Lindau ended her talk with an anecdote involving the Apollo 13 mission. When an oxygen tank exploded in space, the astronauts and NASA engineers on the ground had to use their imaginations to determine how to return the spaceship to Earth safely. They made the decision to focus only on what was working rather than on what was broken. They knew every working part and used an “asset-based” approach to problem solving.
That asset-based approach undergirds the work her team does in Chicago. “My vision for the future is that we regard the resources of the communities as assets and treat them with respect,” she said.
Lindau noted that when physicians treat patients with drugs, they have perfect information about every drug available on the market — what it does, side effects, costs and how to connect patients to the drug. “Drugs can be life-saving, but we know that what really determines the long-term health of individuals is not medicine, it is everything each of us does every day to stay well, manage with disease, and take care of others. My vision of the health system is one where the caring community, including the growing population of informal, unpaid caregivers, has what they need to operate in their sector, just like every other 21st century economic sector.”

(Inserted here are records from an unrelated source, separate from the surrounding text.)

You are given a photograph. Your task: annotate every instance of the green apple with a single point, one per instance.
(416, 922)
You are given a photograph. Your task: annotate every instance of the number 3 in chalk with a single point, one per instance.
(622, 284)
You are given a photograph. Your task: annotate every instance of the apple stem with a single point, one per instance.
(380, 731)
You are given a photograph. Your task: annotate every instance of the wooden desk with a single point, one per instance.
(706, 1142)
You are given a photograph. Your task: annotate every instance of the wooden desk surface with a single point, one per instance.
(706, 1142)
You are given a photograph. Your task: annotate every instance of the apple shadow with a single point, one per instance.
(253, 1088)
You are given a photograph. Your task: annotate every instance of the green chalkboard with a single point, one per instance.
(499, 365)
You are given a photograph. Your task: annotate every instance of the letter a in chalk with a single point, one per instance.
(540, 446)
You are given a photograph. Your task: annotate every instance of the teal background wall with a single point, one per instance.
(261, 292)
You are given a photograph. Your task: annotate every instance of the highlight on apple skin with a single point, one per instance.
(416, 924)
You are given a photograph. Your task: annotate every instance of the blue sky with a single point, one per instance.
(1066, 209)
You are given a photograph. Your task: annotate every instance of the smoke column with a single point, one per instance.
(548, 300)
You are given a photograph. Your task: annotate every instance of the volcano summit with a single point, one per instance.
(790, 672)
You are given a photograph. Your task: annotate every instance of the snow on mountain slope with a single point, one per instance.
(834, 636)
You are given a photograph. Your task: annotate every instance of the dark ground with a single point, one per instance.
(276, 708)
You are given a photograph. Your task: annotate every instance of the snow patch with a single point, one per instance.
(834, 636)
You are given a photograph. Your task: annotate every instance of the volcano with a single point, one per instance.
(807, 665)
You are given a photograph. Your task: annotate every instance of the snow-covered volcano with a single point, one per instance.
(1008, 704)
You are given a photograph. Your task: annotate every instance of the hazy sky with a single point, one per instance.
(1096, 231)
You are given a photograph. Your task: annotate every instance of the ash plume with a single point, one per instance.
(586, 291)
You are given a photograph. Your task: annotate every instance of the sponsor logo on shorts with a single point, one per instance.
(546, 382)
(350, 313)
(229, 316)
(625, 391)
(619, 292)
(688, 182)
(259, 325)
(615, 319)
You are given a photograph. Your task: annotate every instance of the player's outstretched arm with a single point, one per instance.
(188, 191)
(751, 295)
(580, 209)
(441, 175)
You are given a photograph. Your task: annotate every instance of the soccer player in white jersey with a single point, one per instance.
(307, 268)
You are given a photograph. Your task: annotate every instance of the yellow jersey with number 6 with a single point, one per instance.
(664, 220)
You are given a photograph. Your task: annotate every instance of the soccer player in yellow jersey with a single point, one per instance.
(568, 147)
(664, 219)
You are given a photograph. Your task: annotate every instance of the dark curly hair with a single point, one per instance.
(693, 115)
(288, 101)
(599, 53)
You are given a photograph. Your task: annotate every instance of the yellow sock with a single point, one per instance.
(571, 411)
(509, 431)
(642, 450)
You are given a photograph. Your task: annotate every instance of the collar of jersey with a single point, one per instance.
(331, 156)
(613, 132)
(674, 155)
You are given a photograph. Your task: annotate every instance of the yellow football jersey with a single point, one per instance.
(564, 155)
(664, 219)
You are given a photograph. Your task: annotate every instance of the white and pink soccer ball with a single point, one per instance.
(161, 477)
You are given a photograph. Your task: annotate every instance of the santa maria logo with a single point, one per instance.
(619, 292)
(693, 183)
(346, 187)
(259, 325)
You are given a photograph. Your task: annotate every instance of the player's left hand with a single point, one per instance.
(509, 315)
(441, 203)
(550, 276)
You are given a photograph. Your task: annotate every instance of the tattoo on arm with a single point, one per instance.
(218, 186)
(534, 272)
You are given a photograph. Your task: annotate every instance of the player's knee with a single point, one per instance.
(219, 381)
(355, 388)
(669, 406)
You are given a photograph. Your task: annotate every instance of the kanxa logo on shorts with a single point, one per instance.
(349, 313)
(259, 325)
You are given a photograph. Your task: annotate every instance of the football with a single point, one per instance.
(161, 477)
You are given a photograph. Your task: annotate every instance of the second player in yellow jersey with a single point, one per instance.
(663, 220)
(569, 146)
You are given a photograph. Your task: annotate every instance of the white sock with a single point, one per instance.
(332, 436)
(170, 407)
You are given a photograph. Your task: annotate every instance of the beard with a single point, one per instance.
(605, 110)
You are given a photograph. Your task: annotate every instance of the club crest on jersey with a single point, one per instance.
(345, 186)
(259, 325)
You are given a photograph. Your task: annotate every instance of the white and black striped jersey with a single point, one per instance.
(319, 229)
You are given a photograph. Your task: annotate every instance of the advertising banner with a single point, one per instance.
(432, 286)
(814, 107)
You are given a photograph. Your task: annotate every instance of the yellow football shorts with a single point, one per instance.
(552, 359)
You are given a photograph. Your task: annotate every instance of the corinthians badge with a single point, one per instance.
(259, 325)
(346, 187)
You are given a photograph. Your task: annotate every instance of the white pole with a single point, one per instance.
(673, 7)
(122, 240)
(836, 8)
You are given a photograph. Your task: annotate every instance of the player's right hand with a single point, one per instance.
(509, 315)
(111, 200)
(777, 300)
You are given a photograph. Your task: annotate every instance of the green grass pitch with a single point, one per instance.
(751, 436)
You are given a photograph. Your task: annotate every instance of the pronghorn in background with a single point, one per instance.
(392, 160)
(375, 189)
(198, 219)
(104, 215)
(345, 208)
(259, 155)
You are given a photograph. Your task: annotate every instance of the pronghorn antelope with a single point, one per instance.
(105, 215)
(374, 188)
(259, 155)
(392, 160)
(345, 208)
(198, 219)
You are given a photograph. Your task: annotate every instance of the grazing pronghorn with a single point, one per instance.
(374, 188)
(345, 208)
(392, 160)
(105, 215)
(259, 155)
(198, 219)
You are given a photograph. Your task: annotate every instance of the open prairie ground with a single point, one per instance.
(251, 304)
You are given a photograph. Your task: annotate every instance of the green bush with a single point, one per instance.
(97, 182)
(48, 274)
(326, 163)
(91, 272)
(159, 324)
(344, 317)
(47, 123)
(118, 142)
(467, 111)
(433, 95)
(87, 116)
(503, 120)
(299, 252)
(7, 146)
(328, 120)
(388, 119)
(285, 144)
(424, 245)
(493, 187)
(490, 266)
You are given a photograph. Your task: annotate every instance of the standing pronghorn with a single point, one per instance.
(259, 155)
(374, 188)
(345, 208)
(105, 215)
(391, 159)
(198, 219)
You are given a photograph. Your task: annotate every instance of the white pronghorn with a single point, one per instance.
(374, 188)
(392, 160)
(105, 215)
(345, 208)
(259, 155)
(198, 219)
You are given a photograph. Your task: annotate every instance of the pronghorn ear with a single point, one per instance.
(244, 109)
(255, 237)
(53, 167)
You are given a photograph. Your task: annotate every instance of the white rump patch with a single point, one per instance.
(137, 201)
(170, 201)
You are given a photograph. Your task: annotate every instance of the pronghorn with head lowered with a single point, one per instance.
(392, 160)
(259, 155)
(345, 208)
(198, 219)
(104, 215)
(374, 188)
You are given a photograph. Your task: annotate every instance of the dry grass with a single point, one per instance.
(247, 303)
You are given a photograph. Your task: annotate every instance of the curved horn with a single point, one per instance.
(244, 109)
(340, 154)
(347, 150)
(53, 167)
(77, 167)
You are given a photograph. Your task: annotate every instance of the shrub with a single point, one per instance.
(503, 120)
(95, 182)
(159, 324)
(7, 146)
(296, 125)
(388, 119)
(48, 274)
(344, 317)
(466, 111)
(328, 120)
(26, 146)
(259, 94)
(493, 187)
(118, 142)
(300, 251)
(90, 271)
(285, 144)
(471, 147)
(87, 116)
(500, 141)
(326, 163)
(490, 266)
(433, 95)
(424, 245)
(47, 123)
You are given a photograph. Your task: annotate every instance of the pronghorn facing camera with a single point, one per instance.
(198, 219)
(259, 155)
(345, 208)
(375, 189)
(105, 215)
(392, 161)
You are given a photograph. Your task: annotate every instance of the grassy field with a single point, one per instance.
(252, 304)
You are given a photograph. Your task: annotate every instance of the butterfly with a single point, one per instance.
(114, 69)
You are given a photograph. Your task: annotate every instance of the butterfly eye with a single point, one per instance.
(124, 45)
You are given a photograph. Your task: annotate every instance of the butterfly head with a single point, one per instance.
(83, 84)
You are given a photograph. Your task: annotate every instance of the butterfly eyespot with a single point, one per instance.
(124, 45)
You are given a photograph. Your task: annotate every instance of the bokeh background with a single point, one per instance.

For her, that means that participants have access to the highest-speed communication capabilities, and that the caring community fully leverages the assets of the geographic communities they serve. “We must treat every program and service, most of which are funded with our tax dollars and charitable dollars, like a critical asset, she stressed. “The resources are accessible to everyone; the people who need them can get them; and those of us who have signed up to be members of the caring community can devote our energies to healing people rather than scrounging around looking for critical assets.”
All in all, a powerful vision of the role technology can play in bridging the chasm between health systems and the communities in which they operate.